Review by Patrick Evans in the June issue of Geographical Magazine of The Last Roman:
Picture this. The year is 477 AD, the place, Ravenna, Italy. A delicate boy of 13 commands the largest empire in antiquity. For a decade, his predecessors have been deposing each other by vile, devious means: "stripped, beaten, decapitated"; "poisoned" or, "tortured for a long time with a cord bound round the head so tightly that his eyes cracked in their sockets. Then clubbed to death." Enter Odovacer the Barbarian guess what happens next.
Surprisingly, the boy doesn't die, and what follows is rather less straightforward than we might have expected. The same is true of this beguiling third work by distinguished classical historian Adrian Murdoch.
Romulus Augustus was, if we believe Murdoch's contention, the last Roman emperor. As he relinquished his throne to the latest son of a brutal stable of Huns, Rome fell first into Barbarian hands, then into utter decline with the onset of the Dark Ages.

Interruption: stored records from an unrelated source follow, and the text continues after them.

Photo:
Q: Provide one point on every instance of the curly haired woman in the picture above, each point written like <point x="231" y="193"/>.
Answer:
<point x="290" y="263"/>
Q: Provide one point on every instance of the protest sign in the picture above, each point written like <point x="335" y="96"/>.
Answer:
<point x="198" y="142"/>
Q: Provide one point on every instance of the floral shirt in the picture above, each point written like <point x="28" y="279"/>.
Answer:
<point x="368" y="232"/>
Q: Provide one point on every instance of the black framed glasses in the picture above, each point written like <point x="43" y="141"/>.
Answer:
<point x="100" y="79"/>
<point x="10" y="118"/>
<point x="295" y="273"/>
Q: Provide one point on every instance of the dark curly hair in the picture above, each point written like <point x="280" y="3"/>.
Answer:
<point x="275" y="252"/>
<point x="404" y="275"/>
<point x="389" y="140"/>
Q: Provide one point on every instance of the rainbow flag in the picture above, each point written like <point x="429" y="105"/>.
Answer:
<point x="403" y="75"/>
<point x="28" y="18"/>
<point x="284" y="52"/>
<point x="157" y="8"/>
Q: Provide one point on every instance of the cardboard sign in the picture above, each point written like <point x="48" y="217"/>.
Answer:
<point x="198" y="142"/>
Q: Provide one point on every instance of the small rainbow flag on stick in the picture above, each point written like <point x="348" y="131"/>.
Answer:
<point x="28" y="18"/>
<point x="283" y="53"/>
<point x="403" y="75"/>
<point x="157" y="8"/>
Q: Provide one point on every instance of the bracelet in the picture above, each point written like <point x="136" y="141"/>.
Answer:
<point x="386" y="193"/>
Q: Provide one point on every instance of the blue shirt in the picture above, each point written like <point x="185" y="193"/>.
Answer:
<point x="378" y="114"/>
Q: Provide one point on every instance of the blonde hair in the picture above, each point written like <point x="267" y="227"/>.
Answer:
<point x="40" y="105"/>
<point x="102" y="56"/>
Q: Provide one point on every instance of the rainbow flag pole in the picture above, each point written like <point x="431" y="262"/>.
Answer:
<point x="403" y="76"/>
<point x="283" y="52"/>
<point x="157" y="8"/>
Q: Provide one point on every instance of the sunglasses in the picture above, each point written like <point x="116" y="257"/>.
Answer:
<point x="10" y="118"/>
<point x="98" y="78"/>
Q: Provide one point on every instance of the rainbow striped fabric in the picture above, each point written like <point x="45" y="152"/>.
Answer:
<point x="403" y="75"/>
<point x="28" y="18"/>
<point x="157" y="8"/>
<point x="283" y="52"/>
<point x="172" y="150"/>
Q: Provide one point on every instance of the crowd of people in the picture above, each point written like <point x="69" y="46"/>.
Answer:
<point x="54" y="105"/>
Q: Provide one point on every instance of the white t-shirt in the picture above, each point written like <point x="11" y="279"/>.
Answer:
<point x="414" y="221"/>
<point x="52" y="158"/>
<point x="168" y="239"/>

Illustrating this shadowy realm of history is exceptionally difficult. Indeed, the author concedes that "it may seem arrogant to the point of lunacy" to argue the importance of a figure about whom we know very little.
But ignoring this, Murdoch's book is indeed compelling. In a series of short, punchy chapters, he depicts in lively prose "the entropic nature of empires". Furthermore, he skillfully demonstrates a point of 21 st century relevance: that we should learn to recognise characters such as Romulus, for although they seem insignificant, they announce the end of civilisation as we know it. And that, as no-one can deny, is fascinating.